So, how do you get rid old Bibles?

 

Comments

give them to the American legion to ceremonially bur Oh, wait. that’s something else…

Actually, I still have all of mine. Including a Max Lucado devo Bible that my church gave me when I graduated from high school. It’s quite a chintzy volume. Yet there it still sits on the shelf behind me.

I say you burn the Bibles. Then wait to see if God burns your house down.

Your NT actually divided itself at Romans 8? Are you Jimmy Allen in disguise?

yeah, i wondered if i should follow jewish scribal practice and burn it…

S: what can i say, i never even took a class with him

so scott forced me back to the book… no, not romans 8. romans 3 right at a subsection entitled None Are Righteous

Especially unrighteous are those who let their bibles fall apart and neglect to glue them back together.

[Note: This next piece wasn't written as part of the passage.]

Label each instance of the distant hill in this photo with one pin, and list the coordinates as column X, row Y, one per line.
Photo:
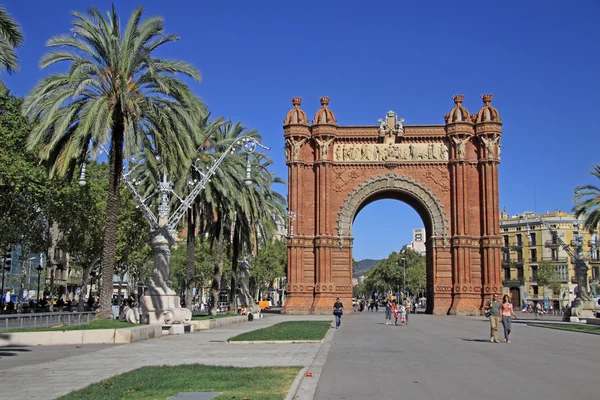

It’s an interesting question, one I’ve never thought of before. I have no idea what happened to all my old bibles, but I’m sure I didn’t throw them away. My guess would be they are sitting in an attic in my parents’ home.

In related news: B rebuked me a few nights ago for keeping my bible on the floor.

Especially unrighteous are those who place their bibles upon the floor to be chewed upon by worms.

is this discussion one that only current and former CoC people would have? i have a line-up of Bibles (notice i capitalized Bible!) in a variety of states of repair on my shelf. my former roommate, a lapsed roman catholic (no capitals), sometimes wondered at the number of them. when i periodically go through my book collection looking for candidates for removal (which presently means a demotion from the bookshelf itself to a stack on the floor in front of the bookshelf), it never crosses my mind to throw out a Bible. guess they put something in that CoC communion grape juice.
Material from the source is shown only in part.